• paris - when it sizzles, turkiyedeki sinemalarda kavruldugunda paris, sicakta paris ya da agustosta paris seklinde oynamis olabilir.
    cok sevdigim romantik komedi filmlerinden biridir, 1964 yapimidir, yonetmeni richard quine'dir. basrolunde tabii ki audrey hepburn gabrielle simpson rolunde oynar, olanca zerafeti hurbert de givency kiyafetleri ve parfumuyle filme hayat verir.
    diger bas rol oyuncusu ise, william holdendir, kendisine cok duskun olmadigim icin yorum yapmaktan kaciniyorum.

    guzeli, guzelligi seven herkesin, ozellikle iclal aydin'in izlemesini tavsiye ederim. gercek zerafetin audrey hepburn'un oynadigi karekterde vucut buldugunu goreceksiniz.
    ayrica bu filmde audrey hepburn'un oynamis oldugu bir baska film olan breakfast at tiffanyse nice gonderme bulacaksiniz.
  • i love paris in the spring time
    i love paris in the fall
    i love paris in the winter
    when it drizzles
    i love paris in the summer
    when it sizzles *
  • french kissin soundtrackinde i love paris adiyla sevdigimiz sarkıdan bir dize. "ho$tur, romantiktir paris her daim. hastasiyim" anafikirli sözleri vardır.
  • filmin muzikleri de cok guzeldir, fred astaireden that face vardir, ama i love paris yoktur maalesef.
    sinema endustrisiyle cok guzel tiy gecer, yeni dalga yonetmenleriyle ozellikle.
  • pek çok ünlü ismin filmin beklenmedik anlarında yan rollerde karşımıza çıkması filme ayrı bir tat katmıştır.
  • çevrildiği yıllarda insanlar sinemada ilgiyle seyretmiş olsa bile şimdilerde ancak sıcak günlerin hatrına evde otururken kanapeye yayılıp, duygusal yogunlaşmalar yasamadan sakin sakin vakit geçirmenizi saglayacak bir film..
    tabii ki günümüzde pek rastlamadıgımız bir audrey hepburn zerafeti , annemiz yasındakilerin william holden hayranlıgı , arada yüzünü gösteren tony curtis filmi seyrettirir seyrettirmesine ama fazla birşeyler ummanın da gereği yoktur...araya serpiştirilmiş güzel benzetmelerle, sözlerle anlık gülümsemeler yerleşebilir insanın yüzüne ...özellikle frankestein ile my fair lady nin aslında aynı sey oldugu sadece birinin sonunun kötü diğerinin iyi olmasıyla ilgili söylenen sözler filmi vasatlıktan kurtarabilir...yine de ismi ve oyuncularıyla çekiciliğini korur...

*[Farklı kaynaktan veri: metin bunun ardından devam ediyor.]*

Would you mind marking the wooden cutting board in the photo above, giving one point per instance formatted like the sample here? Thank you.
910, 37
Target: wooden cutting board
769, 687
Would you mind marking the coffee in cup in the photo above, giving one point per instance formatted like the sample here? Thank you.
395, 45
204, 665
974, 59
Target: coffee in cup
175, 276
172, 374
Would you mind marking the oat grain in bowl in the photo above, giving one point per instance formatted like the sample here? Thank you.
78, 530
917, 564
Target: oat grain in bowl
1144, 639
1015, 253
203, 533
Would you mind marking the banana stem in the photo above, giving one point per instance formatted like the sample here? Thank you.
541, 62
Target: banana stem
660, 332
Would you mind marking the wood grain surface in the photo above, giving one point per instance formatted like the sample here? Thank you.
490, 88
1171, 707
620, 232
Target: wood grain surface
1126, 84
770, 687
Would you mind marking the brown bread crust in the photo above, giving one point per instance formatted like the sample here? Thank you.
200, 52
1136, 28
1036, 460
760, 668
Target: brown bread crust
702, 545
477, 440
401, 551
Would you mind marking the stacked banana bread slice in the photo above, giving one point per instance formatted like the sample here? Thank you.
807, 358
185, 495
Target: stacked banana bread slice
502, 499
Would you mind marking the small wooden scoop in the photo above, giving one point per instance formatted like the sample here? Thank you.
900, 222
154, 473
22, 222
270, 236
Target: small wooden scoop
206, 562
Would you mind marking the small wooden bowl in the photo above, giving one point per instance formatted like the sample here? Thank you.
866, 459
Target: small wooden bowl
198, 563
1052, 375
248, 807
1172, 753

  • üzerine ödev yaptığım güzel audrey hepburn filmi.
  • fevkalade keyifli bir film.. hele ki my fair lady ve panamount pictures göndermeleri tatlı bir öz eleştirinin ta kendisi.. audrey hepburn her zamanki gibi endamıyla candır kandır. dahası eyfel kulesindeki balo sahnesinde audrey'in o dönem ki eşi mel ferrer'ı barın dibinde kurt adam olarak görmek mümkündür.

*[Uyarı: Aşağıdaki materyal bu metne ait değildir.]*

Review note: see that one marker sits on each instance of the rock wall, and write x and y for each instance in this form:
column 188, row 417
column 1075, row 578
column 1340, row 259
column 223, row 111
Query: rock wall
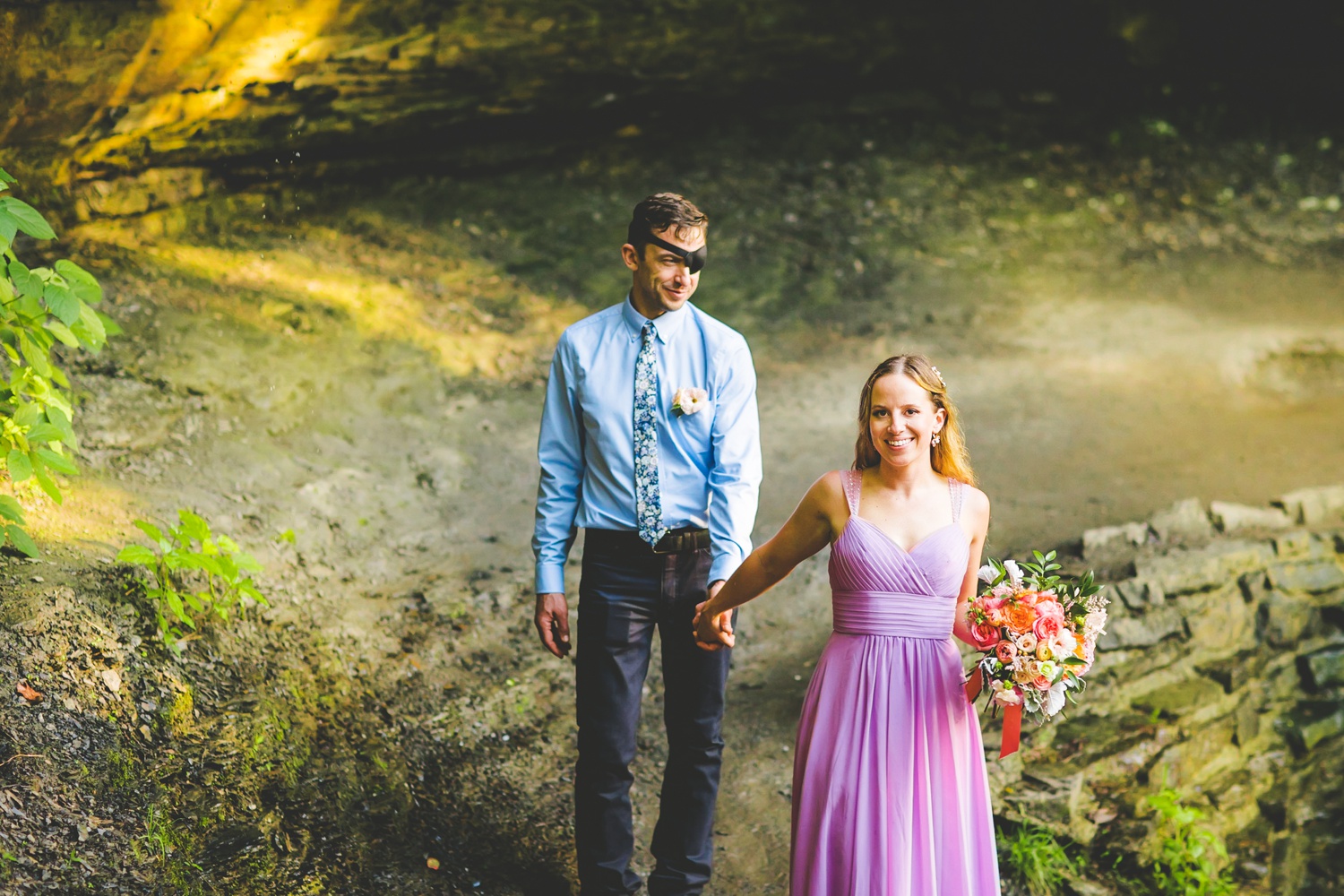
column 1220, row 675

  • neredeyse tum audrey hepburn filmlerini severek izlemis biri olarak diyorum ki, bu film en iyisi, en keyiflisi. filmi salt romantik komedi olarak adlandiramiyorum. hem doneminin (60'li yillar) ana akim sinemasiyla hem yeni dalgacilarla hem de kendisiyle dalga gecen, bol gondermeli diyaloglariyla keyif veren absurd bir romantik komedi.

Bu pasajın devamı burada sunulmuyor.